Fold Number	Accuracy	Precision	Recall	F-Score
Fold-1	0.992	0.995	0.994	0.995
Fold-2	0.994	0.996	0.995	0.996
Fold-3	0.996	0.997	0.996	0.997
Fold-4	0.998	0.999	1.000	0.998
Fold-5	0.999	0.999	0.998	0.998
Fold-6	1.000	0.999	0.999	0.998
Fold-7	0.995	0.999	0.996	0.997
Fold-8	0.997	0.998	0.997	0.998
Fold-9	0.997	0.997	0.998	0.998
Fold-10	0.999	0.999	0.999	0.999
Average	0.996	0.998	0.998	0.997

provides the results of the 10-fold cross-validation. Cross-validation results reveal that the proposed ensemble model provides an average accuracy score of 0.996 while the average scores for precision, recall, and F1 are 0.998, 0.998, and 0.997, respectively.

3.5. Performance Comparison with State-of-the-Art Approaches

The results of the proposed model are compared with existing state-of-the-art studies to show the performance comparison in

Table 5. Performance comparison with state-of-the-art studies.

Reference	Year	Approach	Accuracy
[25]	2020	NGBoost	0.985
[26]	2021	CNN	0.950
[27]	2022	EfficientNet-B0	0.988
Proposed	2022	CNN features and voting Classifier	0.999

. For this purpose, several recently published works are selected so as to report the most recent results.
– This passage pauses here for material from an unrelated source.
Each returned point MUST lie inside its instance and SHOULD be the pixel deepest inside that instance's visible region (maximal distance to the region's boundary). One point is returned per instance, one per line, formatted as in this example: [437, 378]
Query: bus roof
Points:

Ref. [25] uses the NGBoost model for brain tumor detection and obtains 0.985 accuracy. Similarly, the study [26] utilizes a CNN deep learning model for the same task and reports a 0.950 accuracy score with the same dataset used in this study. An EfficientNet-B0 is employed in [27] for brain tumor detection that obtains a 0.988 accuracy score. The current study took the benefit of CNN features to train a voting classifier for brain tumor detection and obtained better results than existing state-of-the-art approaches with a classification accuracy of 0.999.

4. Conclusions and Future Work

The goal of this study was to create a framework that can properly distinguish between brain images with and without tumors and minimize the risks associated with this leading cause of mortality. The proposed method focuses on improving accuracy while reducing prediction errors for brain tumor detection. The experimental finding showed that by employing convolutional features, more accurate results were achieved than by using the original features. Furthermore, the ensemble classifier comprising LR and SGD outperformed individual models. Compared with state-of-the-art methods, the proposed method achieved an accuracy score of 0.999, demonstrating its superiority over existing methods and highlighting the effectiveness of the framework. In the future, we intend to employ deep-learning ensemble models to conduct tumor-type classifications with convolutional features. This study used a single dataset obtained from a single source. In the future, we plan to apply the proposed approach to other datasets to demonstrate its generalizability.